In 2018, I don’t think I need to remind anyone of the current news media landscape in the United States. Needless to say, the media culture is extremely polarized and the societal effects of how people source their information is becoming increasingly evident. It hasn’t always been this way, and it is important to be able to know what kind of source a piece of political news text is coming from before deciding what to do with it. Political Science is often defined as the study of power. In the era of Trump, the power of language is increasingly relevant and important. In this project, I aim to build a model that predicts whether or not political media text is right wing or not right wing. I could have chosen to call these labels “right” and “left”, but I chose more of a “one vs. rest” terminology to reflect the fact that the political spectrum isn’t as simple as Right and Left. This website has a great “media bias chart” for visualization. There is more to say about far right news media entering the mainstream, but we can save that for another day. Furthermore, this project is a stepping stone to future projects using multi class targets that more accurately reflect the kinds of political news media that are out there. Likewise, it is a stepping stone to more intimidating and complex projects that tackle social media language as well.

Gathering and Load Data

I collected data for 36,854 unique articles from a variety of right wing and not right wing sources. The features collected were title, description, date posted, url, author, and source. Choosing obviously partisan sources, I labeled whether they are right wing or not based on the source. Therefore, since I would only be starting with title and description as features, a challenge I faced is making sure that any giveaway of the source is removed from an article’s text features. All of my data was scraped from News API except for Infowars and Democracy Now, for which I used BeautifulSoup to scrape article information from their respective RSS feeds.
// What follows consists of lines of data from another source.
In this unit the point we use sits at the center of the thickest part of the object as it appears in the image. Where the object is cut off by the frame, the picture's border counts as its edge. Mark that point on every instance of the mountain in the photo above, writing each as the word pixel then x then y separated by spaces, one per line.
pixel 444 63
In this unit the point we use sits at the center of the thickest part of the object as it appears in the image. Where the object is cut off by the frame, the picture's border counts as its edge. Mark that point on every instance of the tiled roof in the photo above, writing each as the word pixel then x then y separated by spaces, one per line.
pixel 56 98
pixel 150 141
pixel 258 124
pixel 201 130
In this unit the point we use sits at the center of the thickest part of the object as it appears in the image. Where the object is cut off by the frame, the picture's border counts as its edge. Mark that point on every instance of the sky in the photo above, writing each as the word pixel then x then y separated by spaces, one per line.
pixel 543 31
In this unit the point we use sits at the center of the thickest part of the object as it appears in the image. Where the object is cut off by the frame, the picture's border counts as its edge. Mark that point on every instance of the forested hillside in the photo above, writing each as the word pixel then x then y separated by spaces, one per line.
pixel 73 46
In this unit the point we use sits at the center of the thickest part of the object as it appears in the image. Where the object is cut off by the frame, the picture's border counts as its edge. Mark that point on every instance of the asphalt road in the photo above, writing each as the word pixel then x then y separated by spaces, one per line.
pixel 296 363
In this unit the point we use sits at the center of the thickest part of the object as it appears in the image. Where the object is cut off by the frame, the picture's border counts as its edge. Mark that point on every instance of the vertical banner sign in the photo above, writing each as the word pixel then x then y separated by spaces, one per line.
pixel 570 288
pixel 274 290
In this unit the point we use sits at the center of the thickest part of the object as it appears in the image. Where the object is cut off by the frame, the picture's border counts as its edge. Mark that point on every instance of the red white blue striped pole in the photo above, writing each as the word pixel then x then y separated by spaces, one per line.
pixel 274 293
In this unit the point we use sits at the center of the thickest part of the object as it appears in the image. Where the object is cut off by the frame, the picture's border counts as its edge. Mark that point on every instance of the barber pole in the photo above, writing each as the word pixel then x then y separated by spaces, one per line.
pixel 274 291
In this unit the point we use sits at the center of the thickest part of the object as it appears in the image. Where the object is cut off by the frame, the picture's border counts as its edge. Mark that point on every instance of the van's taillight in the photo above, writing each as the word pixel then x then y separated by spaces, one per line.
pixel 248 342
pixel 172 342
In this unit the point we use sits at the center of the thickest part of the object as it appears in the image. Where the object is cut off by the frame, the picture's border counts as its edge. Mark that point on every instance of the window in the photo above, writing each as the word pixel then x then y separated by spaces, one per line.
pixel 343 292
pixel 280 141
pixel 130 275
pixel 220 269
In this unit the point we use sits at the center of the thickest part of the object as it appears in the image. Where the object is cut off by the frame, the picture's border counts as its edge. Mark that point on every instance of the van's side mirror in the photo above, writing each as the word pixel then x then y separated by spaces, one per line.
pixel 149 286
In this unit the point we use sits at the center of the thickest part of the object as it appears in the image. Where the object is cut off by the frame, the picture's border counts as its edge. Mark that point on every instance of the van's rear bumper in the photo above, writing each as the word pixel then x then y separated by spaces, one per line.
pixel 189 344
My right wing sources included:

Fox News
Breitbart News
National Review
Infowars

Not right wing sources:

MSNBC
Huffington Post
Vice News
CNN
Democracy Now!

I scraped the data in separate notebooks and then loaded in all of the individual .csv files into my main notebook. The notebooks for this data collection process can be found in the main folder of the GitHub repo.

Clean Data

The initial data cleaning was quite simple and straightforward compared to the iterative process of removing noisy n-grams that would come once I began exploring and modeling. I dropped all of the rows with missing titles or descriptions, as those are the only features I would start with in my model.
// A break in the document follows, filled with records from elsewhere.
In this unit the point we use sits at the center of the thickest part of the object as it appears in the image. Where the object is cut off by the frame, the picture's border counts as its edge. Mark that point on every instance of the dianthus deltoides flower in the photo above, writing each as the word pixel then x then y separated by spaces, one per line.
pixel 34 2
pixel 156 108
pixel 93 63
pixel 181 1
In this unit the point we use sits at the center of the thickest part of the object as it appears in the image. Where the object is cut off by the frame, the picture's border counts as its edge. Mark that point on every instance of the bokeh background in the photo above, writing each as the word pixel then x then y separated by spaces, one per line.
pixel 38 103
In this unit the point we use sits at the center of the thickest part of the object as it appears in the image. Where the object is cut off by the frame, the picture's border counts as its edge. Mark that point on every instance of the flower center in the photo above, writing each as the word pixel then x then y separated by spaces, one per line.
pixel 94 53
# Check for missing values
text.isna().sum()

author         9466
description      69
publishedAt       0
source            0
title             1
url               0
yes_right         0
dtype: int64

# Dropped all rows with missing text, as that is all I will be using as features
text.dropna(subset=['description','title'], inplace=True)

# It's okay if there is no author
text.fillna('no_author', inplace=True)

text.shape

(36854, 7)

text.yes_right.value_counts()[0]/len(text.yes_right) 
# Baseline accuracy is 53.5%, almost a 50/50 split in target
# There are a bit more not right sources than right

0.53470450968687255

It’s barely worth including Infowars and Democracy Now in the model as it would have taken quite a long time to gather a comparable amount of articles as those from News API by scraping from an RSS feed. However, I got as many articles as I could over a week’s time.
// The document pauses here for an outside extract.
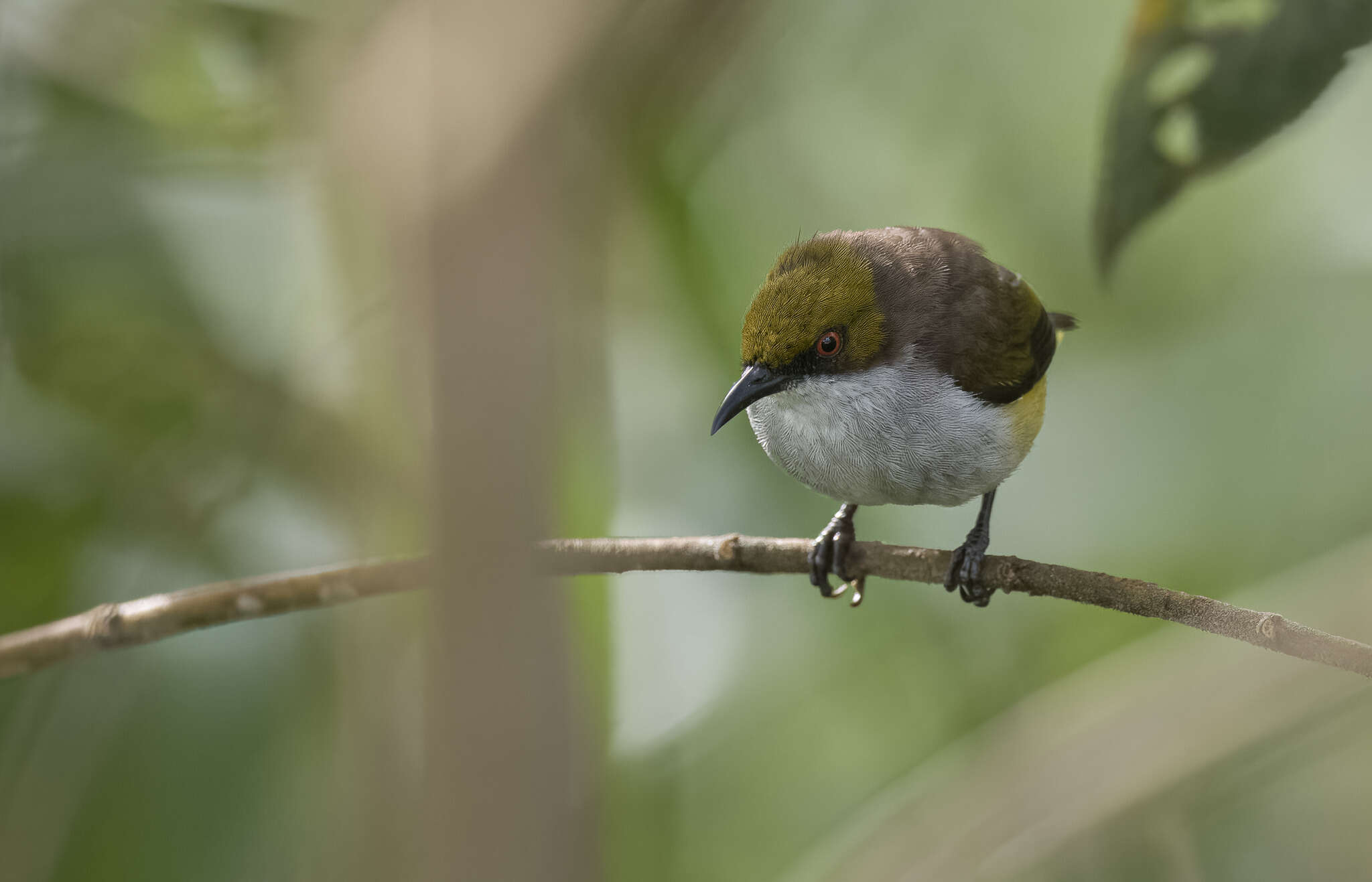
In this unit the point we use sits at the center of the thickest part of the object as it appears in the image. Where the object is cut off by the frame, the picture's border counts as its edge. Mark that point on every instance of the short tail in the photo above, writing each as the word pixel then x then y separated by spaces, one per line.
pixel 1062 323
text.source.value_counts()
# Democracy Now and Infowars don't produce quite as much content...

fox news           6381
national review    5348
huffington post    4950
msnbc              4950
vice news          4949
breitbart          4948
cnn                4776
infowars            471
democracy now        81
Name: source, dtype: int64

Removing Source Giveaways from the Title and Description

There was a multi-step process to remove source giveaways from the articles’ text features. Here I create a function to use in the .apply() function to remove any mention of any source from all of the title and description text, as well as remove that specific article’s author from the text. This cleaned up a lot of source giveaways, but there was still much that slipped through the cracks.

# Many CNN articles had "CNN" after the author's name
text['author'] = [a.replace(', CNN', '') for a in text['author']]

def remove_source_info(row):
    sources = ['Breitbart', 'CNN', 'Fox News', 'National Review', 'Vice News',
               'Democracy Now', 'Infowars', 'MSNBC', 'Huffington Post']
    for source in sources:
        row['description'] = row['description'].replace(source, '')
        row['title'] = row['title'].replace(source, '')
    row['title'] = row['title'].replace(row['author'], '')
    row['description'] = row['description'].replace(row['author'], '')
    return row

text = text.apply(remove_source_info, axis=1)

text.query("source=='Fox News'").head()

	author	description	publishedAt	source	title	url	yes_right
9724	no_author	Judge Napolitano and Marie Harf discuss the Tr...	2018-06-20T18:51:36Z	Fox News	Freedom Watch: Napolitano and Harf dig in on i...	http://video.foxnews.com/v/5799861947001/	1
9725	no_author	Find out where and who caught a rare cotton ca...	2018-06-20T18:50:00Z	Fox News	See it: Cotton candy-colored lobster caught	http://video.foxnews.com/v/5799865520001/	1
9726	no_author	Steve Harrigan reports from outside a detentio...	2018-06-20T18:47:58Z	Fox News	Media not given access to 'tender age' shelters	http://video.foxnews.com/v/5799862990001/	1
9727	no_author	Reports: More than 2,000 children have been se...	2018-06-20T18:47:54Z	Fox News	Critics denounce 'tender age' shelters	http://video.foxnews.com/v/5799860019001/	1
9728	no_author	Nearly a year after the body of little boy was...	2018-06-20T18:38:34Z	Fox News	‘Little Jacob’ has been identified	http://video.foxnews.com/v/5799856889001/	1

NLP Feature Engineering

Using NLP tools from the TextBlob library, I tagged each word of the title and description with a part of speech and added the normalized value counts for each part of speech as a new feature. The meaning of those parts of speech tags can be found here. I also used TextBlob’s sentiment analysis scoring to create features for polarity (positive or negative) and subjectivity. I then took the difference between title polarity and description polarity as well as the difference between title subjectivity and description subjectivity to measure any possible discrepancy in sentiment between title and description. Additionally, I created an average title word length feature. I could have spent weeks just engineering features using NLP tools, but this seemed like a good base to start with for this project.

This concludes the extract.